Process manifest task of Osdu_ingest DAG calls the Storage Service for the Dataset Id in WorkProductComponent irrespective of the outcome of validate referential integrity, resulting in creation of new record version
It has been observed that the process manifest task of Osdu_ingest DAG calls the Storage Service for the DatasetId in WorkProductComponent irrespective of the outcome of validate referential integrity, resulting in creation of new record version. Also, in dataload_r3.py the FileId updated in WorkProductComponent is file_id:file_version. As result following the challenges are encountered.
- If WorkProuct and WorkProuctComponent are not processed by Airflow Manifest Ingestion DAG due to failure in referential integrity validation then the file source information used in first attempt cannot be used for reprocessing the manifest because the file version in the file source json is not the latest anymore and validation of referential integrity fails when reused.

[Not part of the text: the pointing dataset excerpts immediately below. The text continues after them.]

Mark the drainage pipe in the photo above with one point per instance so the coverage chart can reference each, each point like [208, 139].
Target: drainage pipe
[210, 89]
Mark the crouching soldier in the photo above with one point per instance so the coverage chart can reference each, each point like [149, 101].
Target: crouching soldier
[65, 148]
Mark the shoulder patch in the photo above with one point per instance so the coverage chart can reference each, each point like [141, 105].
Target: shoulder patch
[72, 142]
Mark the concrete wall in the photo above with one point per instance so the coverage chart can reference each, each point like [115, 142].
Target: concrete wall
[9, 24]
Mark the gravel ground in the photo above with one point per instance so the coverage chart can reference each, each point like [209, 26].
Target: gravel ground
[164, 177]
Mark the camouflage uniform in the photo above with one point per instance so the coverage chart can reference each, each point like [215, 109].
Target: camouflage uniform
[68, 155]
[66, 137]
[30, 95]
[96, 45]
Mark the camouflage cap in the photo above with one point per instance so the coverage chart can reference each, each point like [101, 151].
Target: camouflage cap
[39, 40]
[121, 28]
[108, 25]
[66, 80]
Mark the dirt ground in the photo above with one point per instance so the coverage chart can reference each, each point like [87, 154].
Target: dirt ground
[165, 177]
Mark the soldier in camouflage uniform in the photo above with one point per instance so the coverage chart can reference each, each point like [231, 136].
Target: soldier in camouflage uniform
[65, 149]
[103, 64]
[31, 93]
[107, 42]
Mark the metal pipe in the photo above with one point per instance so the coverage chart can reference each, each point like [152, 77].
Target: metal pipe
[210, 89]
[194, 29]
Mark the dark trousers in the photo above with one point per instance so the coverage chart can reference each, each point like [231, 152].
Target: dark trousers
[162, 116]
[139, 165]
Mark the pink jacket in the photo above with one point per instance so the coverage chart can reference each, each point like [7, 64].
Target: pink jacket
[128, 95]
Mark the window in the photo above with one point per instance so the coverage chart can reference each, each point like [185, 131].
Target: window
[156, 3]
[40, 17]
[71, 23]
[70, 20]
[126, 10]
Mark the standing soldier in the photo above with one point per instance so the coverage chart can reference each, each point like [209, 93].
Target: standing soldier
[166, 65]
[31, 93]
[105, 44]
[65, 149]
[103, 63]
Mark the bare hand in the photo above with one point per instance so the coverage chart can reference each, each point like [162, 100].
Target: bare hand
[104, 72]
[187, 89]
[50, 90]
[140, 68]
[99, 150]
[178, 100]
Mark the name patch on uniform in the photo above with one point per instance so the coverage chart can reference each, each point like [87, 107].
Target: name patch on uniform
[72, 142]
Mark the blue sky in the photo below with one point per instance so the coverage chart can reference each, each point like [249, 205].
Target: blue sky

As a result ingestion of WPC is tightly coupled with upload of Datasets which generates File Source information used to replace the surrogate key in the WPC manifest by the dataload_r3.py script.
- open-test-data/rc--3.0.0/4-instances/TNO/work-products/markers/.json and open-test-data/rc--3.0.0/4-instances/TNO/work-products/markers_1_1_0/.json are using same dataset. Similarly, open-test-data/rc--3.0.0/4-instances/TNO/work-products/'well logs'/.json and open-test-data/rc--3.0.0/4-instances/TNO/work-products/'well logs_1_1_0'/.json. Same is the case with the manifests for Volve. Because of the current behavior of DAG and dataload_r3.py described above, same File Source information generated from the upload of Datasets cannot be reused. As a workaround, the dataset files s3://osdu-seismic-test-data/r1/data/provided/markers/ are copied into two different directories markers and markers_1_1_0 so that the files are uploaded separately generating unique FileId. Similarly for well logs.